Significant reengineering has to be done to optimise and adapt the current security controls that work for IT networks to make them suitable for the complex embedded applications of IoT. A few ways how IoT devices can be made secure are:
- A Trusted Platform Module (TPM) is a dedicated microprocessor that integrates cryptographic keys into devices to uniquely identify and authenticate them. This prevents hackers from hacking and impersonating a device to gain access because each device has its own identifier that is encrypted by the keys. The TPM used must be completely trustworthy.
- A Trusted Network Connect (TNC) standard must be used to check for malicious software or firmware. This prevents uploading of spyware or other malicious software to network or other devices.
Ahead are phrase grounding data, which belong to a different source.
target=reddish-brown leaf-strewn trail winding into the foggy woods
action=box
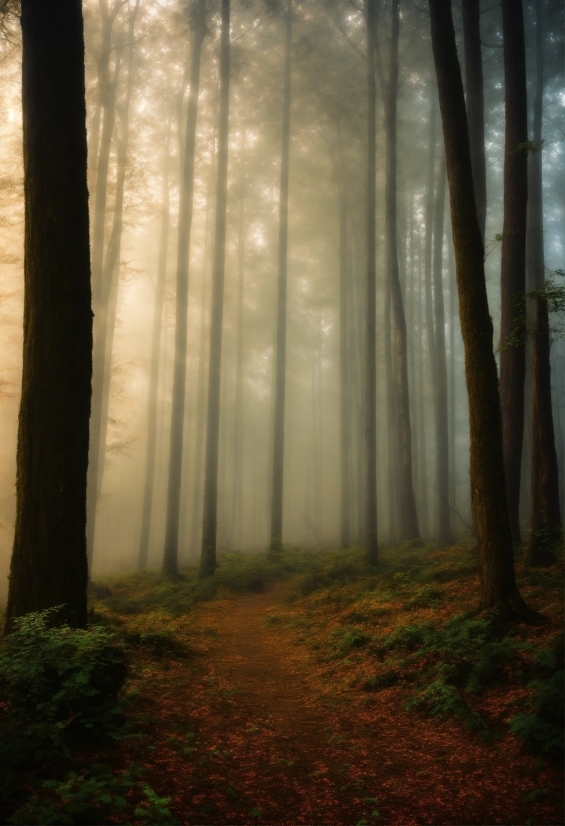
[127,583,559,826]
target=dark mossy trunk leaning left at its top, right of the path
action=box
[430,0,526,614]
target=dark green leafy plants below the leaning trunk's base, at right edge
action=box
[376,612,564,756]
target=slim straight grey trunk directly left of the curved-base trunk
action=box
[365,0,378,565]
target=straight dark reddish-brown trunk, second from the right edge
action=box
[500,0,528,544]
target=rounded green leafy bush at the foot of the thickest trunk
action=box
[0,609,127,816]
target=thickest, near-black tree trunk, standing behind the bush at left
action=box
[6,0,92,630]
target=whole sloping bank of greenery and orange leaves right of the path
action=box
[267,541,563,758]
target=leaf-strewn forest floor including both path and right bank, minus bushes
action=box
[89,547,563,826]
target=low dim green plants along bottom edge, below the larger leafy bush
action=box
[9,764,176,826]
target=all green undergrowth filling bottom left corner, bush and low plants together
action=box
[0,609,173,824]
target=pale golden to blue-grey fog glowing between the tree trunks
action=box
[0,0,565,599]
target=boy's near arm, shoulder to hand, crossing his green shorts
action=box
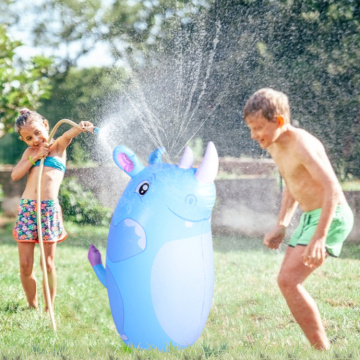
[303,141,342,268]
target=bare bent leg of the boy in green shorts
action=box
[278,246,330,350]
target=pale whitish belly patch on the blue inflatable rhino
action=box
[151,232,214,346]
- A Mandatory Access Control system limits access to certain functions or files on a device for a given user. Layered security can limit the damage a hacker can do once device is hacked. Sensitive information does not leak from a hacked device since this will act as a choke point.
- If a read-only option is used for data on a device, it will throw a hammer in the hacker’s efforts to tamper with the data. Data must be encrypted when it is stored on a device or in transit.
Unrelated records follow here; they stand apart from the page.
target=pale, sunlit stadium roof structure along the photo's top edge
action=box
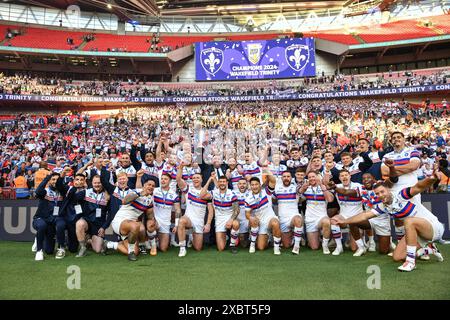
[8,0,396,17]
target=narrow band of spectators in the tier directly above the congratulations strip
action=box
[0,70,450,98]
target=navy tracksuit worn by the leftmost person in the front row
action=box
[33,175,66,254]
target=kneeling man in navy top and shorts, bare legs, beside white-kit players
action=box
[74,175,111,258]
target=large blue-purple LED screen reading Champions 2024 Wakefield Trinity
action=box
[195,38,316,81]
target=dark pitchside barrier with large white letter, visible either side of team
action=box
[0,194,450,241]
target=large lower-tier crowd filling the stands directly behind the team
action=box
[0,99,450,197]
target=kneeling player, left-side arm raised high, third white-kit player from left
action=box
[175,162,214,257]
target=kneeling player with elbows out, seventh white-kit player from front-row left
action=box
[298,171,334,254]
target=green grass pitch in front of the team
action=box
[0,242,450,300]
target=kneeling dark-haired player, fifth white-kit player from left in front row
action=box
[245,170,281,255]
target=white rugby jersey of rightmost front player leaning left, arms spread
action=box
[372,187,438,224]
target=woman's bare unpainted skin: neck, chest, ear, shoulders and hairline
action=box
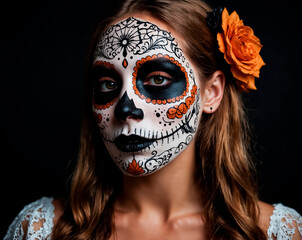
[53,15,274,240]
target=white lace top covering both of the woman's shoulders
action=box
[4,197,302,240]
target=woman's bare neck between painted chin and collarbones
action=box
[114,141,201,220]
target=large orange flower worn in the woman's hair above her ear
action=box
[217,9,265,91]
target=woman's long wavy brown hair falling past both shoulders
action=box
[53,0,265,240]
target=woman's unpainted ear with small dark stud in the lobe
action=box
[203,70,225,113]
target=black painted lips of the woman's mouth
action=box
[114,134,155,152]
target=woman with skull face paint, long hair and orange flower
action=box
[5,0,302,239]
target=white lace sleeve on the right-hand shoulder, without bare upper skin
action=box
[267,203,302,240]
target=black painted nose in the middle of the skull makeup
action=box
[114,91,144,121]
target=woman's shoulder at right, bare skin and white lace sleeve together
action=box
[259,202,302,240]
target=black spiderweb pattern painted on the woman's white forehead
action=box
[94,17,185,68]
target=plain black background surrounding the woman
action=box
[0,0,302,237]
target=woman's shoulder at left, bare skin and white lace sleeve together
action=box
[4,197,62,240]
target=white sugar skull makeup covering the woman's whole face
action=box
[93,17,201,176]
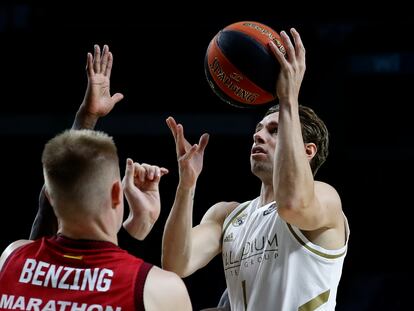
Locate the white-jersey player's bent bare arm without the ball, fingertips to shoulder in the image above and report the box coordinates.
[162,117,234,277]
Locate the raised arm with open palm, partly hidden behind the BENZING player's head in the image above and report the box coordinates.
[30,45,123,240]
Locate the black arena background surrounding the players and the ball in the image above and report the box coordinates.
[0,1,414,311]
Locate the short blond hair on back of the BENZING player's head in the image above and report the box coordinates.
[42,129,120,214]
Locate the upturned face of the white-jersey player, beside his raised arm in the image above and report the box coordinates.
[250,112,279,177]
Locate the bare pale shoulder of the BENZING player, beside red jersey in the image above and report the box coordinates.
[144,266,192,311]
- IoT devices and systems are often integrated with legacy machines that were not built to be secure. We need industrial control systems that can segment that legacy hardware from other systems and secure communications between them with encryption. If a hacker has already infiltrated the network of a connected factory, the above should prevent him from taking control of the machinery on the assembly line.
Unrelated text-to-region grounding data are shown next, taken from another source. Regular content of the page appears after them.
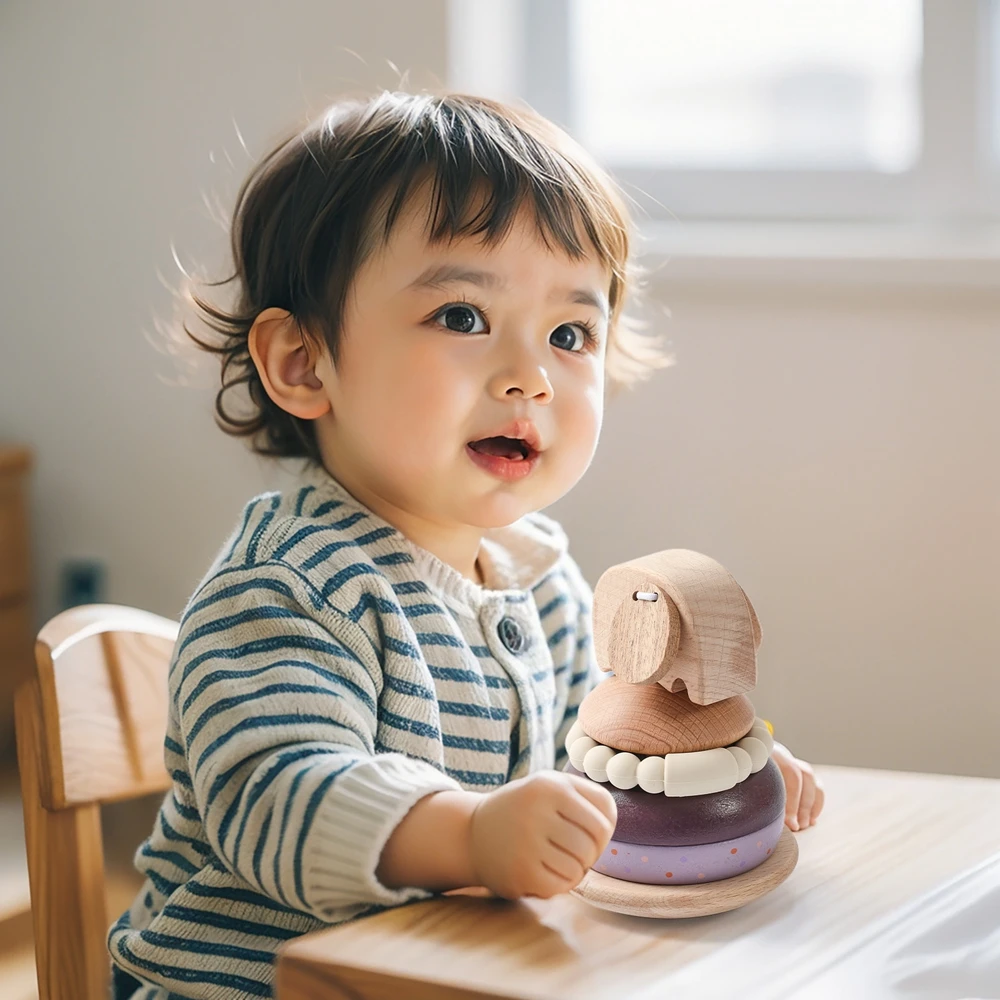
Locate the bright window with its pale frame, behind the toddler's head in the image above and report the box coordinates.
[451,0,1000,225]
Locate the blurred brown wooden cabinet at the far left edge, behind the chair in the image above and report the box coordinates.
[0,445,35,758]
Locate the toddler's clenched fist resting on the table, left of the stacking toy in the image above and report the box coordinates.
[470,771,618,899]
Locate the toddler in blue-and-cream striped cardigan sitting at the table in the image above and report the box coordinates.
[109,93,822,1000]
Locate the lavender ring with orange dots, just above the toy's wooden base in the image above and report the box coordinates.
[594,815,785,885]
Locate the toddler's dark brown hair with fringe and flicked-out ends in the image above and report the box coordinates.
[184,92,670,460]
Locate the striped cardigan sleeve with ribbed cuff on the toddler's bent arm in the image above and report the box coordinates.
[167,562,461,919]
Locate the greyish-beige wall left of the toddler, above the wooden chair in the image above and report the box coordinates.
[0,0,446,616]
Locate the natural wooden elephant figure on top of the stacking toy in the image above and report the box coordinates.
[594,549,761,705]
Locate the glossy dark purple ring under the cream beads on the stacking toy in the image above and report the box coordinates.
[565,758,785,847]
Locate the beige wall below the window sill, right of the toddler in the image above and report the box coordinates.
[550,282,1000,777]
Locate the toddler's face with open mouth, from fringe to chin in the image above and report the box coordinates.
[316,193,609,529]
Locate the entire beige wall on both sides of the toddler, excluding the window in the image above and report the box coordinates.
[0,0,1000,776]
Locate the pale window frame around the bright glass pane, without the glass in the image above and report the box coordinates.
[449,0,1000,226]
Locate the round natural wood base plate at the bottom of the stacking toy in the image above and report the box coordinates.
[572,827,799,919]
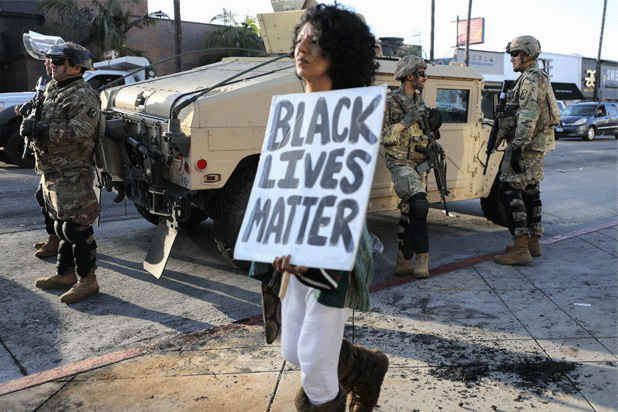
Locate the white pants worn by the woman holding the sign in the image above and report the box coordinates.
[281,275,352,405]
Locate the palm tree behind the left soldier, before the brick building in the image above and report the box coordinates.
[38,0,169,57]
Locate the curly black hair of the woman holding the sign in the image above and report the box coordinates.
[292,3,378,90]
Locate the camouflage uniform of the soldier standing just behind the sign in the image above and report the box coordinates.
[382,87,429,259]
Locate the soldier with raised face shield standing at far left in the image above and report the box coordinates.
[21,43,104,303]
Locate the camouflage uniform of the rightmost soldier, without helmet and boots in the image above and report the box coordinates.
[500,63,560,238]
Security must be considered at the earliest phases of development, particularly in the design phase. Processes like threat modelling can help engineering teams adapt their prototypes to mitigate relevant risks. Beyond the design phase, it’s crucial that security is integrated into all the other key ‘touch points’ along the development lifecycle. Some of them include secure code review and static analysis after code completion milestones and penetration testing during the Quality Assurance phase and if possible, before releasing to production. The product design engineers need to be constantly aware of security considerations; however, it is even more vital that they remain vigilant about the security implications of third-party software being used in the system.
Given the enormous amount of data collected by the connected devices, there is a need to anonymise or minimise the data retained. This requires a development of policies and practices that impose reasonable limits on the collection and retention of consumer data by organisations. For instance, maintaining only truncated credit card information or anonymising data maintained on the device or company’s network systems can help to minimise exposure in the event of a security breach. Data that is necessary for business purpose or device functionality only should be collected. In addition, companies should ensure that all representations concerning the security of the device or how information is secured are accurate, up-to-date and substantiated. This can include representations in consumer-facing documents, such as privacy policies, customer agreements, product user guides, or advertising materials.
Deciding what constitutes reasonable security for a given device will depend on a number of factors, including the amount and sensitivity of data collected and associated costs of remedying any vulnerabilities. Companies should ensure that they implement administrative, technical and physical safeguards based on the company size and the nature and scope of data collected. These controls should be tested and monitored on a periodic basis and with respect to new updates and features that will be added to the device. One of the most difficult problems to solve is physical security in order to ensure there is just the right amount of security. The acceptable level of risk for many OEMs includes only their own device being compromised; if someone can crack open a device and compromise every device that represents a major problem. A network-centric approach to security powered by machine learning is well-suited to keeping IoT devices from becoming the starting point for malicious activity.